Vous connaissez le cas d’Orlane, cette petite fille de trois et demi atteinte d’un cancer, dont les parents demandent depuis des mois qu’elle puisse recevoir les soins du Dr Nicole Delépine et de son équipe à l’hôpital Avicenne.
Nous avons été profondément touchés lorsque vous avez envoyé votre « soutien le plus chaleureux » aux parents d’Orlane et lorsque nous avons ainsi appris que nous pouvions vous compter parmi toutes celles, tous ceux qui par milliers ne ménagent pas leurs efforts afin que cette petite enfant reçoive les soins que son état nécessite.
Depuis lors, nous avons été reçus au ministère de la Santé le 29 mars 2003 par Monsieur le Pr Grimfeld représentant le Ministre, Monsieur le Pr Nicolas et Madame Toupillet pour la Direction des Hôpitaux .

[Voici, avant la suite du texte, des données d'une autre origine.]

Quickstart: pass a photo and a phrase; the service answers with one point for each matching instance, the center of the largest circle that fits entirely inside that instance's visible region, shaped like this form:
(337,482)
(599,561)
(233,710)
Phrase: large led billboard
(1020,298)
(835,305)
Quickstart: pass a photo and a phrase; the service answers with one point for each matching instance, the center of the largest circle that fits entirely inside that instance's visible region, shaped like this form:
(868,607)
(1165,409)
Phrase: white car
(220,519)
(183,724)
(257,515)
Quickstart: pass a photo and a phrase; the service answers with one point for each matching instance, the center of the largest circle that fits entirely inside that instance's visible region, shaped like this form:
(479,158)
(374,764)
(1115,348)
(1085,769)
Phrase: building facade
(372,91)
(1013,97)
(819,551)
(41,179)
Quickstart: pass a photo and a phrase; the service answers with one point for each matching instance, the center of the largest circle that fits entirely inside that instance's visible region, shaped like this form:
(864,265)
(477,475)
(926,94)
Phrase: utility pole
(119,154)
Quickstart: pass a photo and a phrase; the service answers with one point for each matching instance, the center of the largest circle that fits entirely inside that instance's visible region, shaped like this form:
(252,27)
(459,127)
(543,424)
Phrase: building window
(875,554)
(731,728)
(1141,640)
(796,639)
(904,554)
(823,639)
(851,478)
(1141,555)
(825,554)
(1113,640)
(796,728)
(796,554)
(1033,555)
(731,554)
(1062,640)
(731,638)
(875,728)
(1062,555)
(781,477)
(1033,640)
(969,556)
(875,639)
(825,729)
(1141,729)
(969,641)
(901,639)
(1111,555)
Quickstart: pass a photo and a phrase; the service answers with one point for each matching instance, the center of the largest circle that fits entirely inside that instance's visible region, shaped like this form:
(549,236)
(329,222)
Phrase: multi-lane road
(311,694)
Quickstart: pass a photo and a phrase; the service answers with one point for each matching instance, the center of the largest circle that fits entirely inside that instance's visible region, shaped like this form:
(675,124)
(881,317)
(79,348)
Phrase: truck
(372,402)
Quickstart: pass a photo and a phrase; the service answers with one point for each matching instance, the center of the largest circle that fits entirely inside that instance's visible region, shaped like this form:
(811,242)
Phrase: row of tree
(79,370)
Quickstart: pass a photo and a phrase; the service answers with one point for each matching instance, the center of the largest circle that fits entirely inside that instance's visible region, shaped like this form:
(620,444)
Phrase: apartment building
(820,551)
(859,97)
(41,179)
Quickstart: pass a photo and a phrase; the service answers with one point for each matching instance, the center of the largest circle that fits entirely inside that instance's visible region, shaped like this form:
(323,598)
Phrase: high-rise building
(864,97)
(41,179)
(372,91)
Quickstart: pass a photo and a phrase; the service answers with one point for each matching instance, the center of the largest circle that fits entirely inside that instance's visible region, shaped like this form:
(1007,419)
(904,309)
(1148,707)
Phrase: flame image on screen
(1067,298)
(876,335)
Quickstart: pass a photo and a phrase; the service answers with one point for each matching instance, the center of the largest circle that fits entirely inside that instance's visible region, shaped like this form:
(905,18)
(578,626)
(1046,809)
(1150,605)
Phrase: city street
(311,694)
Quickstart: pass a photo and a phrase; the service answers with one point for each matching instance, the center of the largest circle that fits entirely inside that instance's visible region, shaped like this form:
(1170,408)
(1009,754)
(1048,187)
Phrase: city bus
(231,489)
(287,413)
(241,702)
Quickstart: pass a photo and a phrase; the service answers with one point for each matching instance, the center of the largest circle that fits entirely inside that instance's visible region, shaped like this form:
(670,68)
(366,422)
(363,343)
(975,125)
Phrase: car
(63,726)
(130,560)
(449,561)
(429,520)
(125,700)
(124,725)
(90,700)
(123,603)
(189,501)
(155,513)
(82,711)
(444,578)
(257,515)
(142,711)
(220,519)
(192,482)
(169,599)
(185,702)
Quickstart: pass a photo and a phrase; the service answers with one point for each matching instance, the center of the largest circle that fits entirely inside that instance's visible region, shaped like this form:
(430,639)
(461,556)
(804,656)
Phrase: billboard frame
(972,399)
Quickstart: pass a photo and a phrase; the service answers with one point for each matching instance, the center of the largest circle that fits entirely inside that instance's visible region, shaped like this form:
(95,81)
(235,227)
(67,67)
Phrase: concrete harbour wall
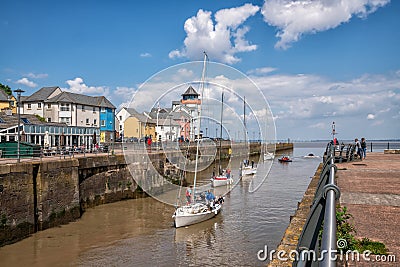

Monsieur le Pr Grimfeld nous a déclaré :
« Je m’engage publiquement au nom de M. Mattéi :
- Le ministère a donné l’ordre de maintenir l’activité de l’unité du Dr Delépine.
- Le Ministre s’engage à ce que le transfert de l’unité du Dr Delépine soit effectif avant le 1 er septembre 2003 dans un environnement pédiatrique adapté permettant au service d’accueillir tous les enfants quel que soit leur âge, du nourrisson à l’adolescent.
- Le Ministre s’engage à régler avec l’AP-HP le problème de l’hospitalisation de la petite Orlane à Avicenne dans délai court. Une réunion à cet égard est prévue dans le courant de la semaine prochaine afin de concrétiser cet objectif.
- Dans la période transitoire jusqu’au 1 er septembre, le cas de chaque enfant sera examiné afin que chacun puisse recevoir les soins de l’unité du Dr Delépine.
- Le Ministre s’engage à ce que les enfants adolescents et jeunes adultes actuellement suivis par cette équipe puissent continuer à l’être. »
Enfin nous étions entendus. Enfin nos demandes semblaient devoir aboutir.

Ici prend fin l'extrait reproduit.